From super-rich celebrities to people of moderate means, charitable givers are again digging deeper and donating more.
Actors Paul Newman and Leonardo DiCaprio and Microsoft chairman Bill Gates, for example, have helped raise or given away substantial sums of money this year for charitable causes.
But so too have scores of average Americans, reflecting the strong US economy, low inflation, the absence of major global conflict, and the general atmosphere of goodwill prevailing within the United States.
Every holiday season for the past few years, for example, Seattle homemaker Kay Curtis has increased her charitable giving. This year is no exception. In fact, she decided to substantially boost the amount she normally contributes - to solicitations sent through the mail, "such as Boys Town USA," as well as to Salvation Army street-corner "bell ringers."
Meantime, across the country, Diane Goodwin, a working mother of two in the New York area, is looking for ways to "do more this year."
"I give to the United Way through two jobs I work, plus groups such as the Salvation Army," she says.
But this year she also plans to help underwrite a food line sponsored by a neighborhood church. "I can't give much, but I'll do what I can," she says. "And it's not just me.... I know that many of my friends are giving more as well."
Not only is charitable giving up this year because of favorable economic conditions and an unusually large number of natural disasters, but also because of increasingly sophisticated ways of soliciting people for contributions, says Roberta d'Eustachio, who publishes Giving magazine, based in London and New York.
Charitable solicitation is now "a profession," she says, noting that some 88 percent of contributions come from private individuals. Corporations and philanthropic organizations provide the remainder.
Given technological advances in the collection process - including the rise of the Internet, which lowers costs for charities - "everyone is now a potential target" for donations, Ms. d'Eustachio says.
Total giving for 1999 should be in excess of $180 billion, up from $175 billion last year, says Daniel Borochoff, president of the American Institute of Philanthropy (AIP).
"When times are good, such as now, people tend to give more," says Ann Kaplan, editor of Giving USA.
Currently, total contributions by individuals tend to equal about 2 percent of US gross domestic product. But much of that comes from high-wealth individuals, such as Bill Gates, whose contributions run into the billions of dollars.
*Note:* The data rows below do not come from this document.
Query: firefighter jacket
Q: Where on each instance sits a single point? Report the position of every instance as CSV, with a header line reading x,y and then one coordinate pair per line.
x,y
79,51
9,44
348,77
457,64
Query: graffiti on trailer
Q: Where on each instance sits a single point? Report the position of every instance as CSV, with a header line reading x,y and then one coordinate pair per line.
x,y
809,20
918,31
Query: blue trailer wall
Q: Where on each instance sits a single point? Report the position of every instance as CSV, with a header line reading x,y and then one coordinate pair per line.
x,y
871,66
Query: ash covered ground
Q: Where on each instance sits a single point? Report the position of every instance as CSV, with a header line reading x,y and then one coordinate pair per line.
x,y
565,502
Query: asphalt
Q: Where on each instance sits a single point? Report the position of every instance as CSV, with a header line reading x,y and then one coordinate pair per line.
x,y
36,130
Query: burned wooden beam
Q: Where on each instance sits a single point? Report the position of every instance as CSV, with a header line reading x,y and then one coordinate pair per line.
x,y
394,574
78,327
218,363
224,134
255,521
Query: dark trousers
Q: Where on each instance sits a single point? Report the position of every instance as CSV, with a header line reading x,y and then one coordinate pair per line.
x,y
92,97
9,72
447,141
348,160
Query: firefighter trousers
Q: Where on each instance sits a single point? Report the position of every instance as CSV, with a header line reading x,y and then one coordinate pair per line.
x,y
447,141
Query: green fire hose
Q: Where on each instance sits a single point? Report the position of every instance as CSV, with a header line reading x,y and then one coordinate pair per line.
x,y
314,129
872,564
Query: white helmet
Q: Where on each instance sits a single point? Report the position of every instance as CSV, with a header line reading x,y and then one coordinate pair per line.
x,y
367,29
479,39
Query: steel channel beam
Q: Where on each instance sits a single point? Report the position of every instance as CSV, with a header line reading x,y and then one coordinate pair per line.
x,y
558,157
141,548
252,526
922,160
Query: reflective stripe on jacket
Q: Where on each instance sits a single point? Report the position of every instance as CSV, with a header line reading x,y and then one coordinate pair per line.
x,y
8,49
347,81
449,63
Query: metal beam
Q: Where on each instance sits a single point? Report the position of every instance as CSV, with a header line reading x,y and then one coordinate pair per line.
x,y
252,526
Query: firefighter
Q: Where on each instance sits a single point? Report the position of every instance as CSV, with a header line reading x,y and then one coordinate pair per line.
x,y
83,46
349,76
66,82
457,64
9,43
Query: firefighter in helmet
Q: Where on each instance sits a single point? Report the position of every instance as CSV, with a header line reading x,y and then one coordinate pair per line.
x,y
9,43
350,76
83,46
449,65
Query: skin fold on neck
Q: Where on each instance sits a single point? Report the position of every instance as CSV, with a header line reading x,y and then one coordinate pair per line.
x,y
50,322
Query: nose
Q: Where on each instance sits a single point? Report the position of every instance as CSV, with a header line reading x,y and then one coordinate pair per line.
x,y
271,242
Ms. Kaplan, and many others within the charitable arena, urge individuals to donate based on their total asset value, rather than their income level.
That goal was widely broached at a recent White House conference on philanthropy, in October, the first such "official" conference ever held. "If individuals gave up to 5 percent of their asset value, as philanthropic organizations do, charitable contributions would quickly reach 9 percent of GDP, instead of the current range of around 2 percent," Kaplan says.
Most large national philanthropic organizations, as well as some lesser known groups, now have Internet sites that provide information on giving. According to a number of analysts, the rise of the Internet has provided a boost to large national charitable organizations, compared with smaller groups who may not yet be online.
The Internet has also made it more imperative that individuals be alert to potential fraud, says Mr. Borochoff. "Just about anyone can throw up a Web site and call themselves a charity, even someone operating from offshore" (outside the US), he says.
Just counting the established philanthropic organizations, there are some 620,000 to 690,000 charities in the US.
But only about 220,000 file federally required tax-identification forms with the Internal Revenue Service, Form 990.
"Individuals need to be as informed as possible about exactly whom they are dealing with, especially on the Internet," when contributing to a charity, says Bennett Weiner, an official with the Council of Better Business Bureaus, in Arlington, Va.
"On the positive side, the Internet provides opportunities for raising charitable contributions at low cost," Mr. Weiner says.
"It also provides a way for donors to learn more about the background of legitimate charities," he says.
But on the downside, the Internet can allow the unscrupulous to bilk money from the well-meaning but uninformed.
Among the tips suggested by Mr. Weiner:
*Be wary of online shopping sites that promise to donate a percentage of sales to charity. Weiner says to avoid vague promises. And make certain there are specific conditions spelled out for such contributions and that the sales company has the permission of the charity. Also, remember, in general, "these purchases are not tax deductible," as would be the case with an outright gift to a charity.
*If you contribute to a "charity" through the Internet, make certain the site has standardized encryption techniques designed to privately register your credit card and other personal information.
*Chain mail requests for donations over the Internet are more often than not suspect, Weiner says.
Finally, d'Eustachio, of Giving magazine, urges individuals to spread out contributions throughout the year, thus being as generous to charitable needs in, say, March, or June, or October, as at the year-end holiday season.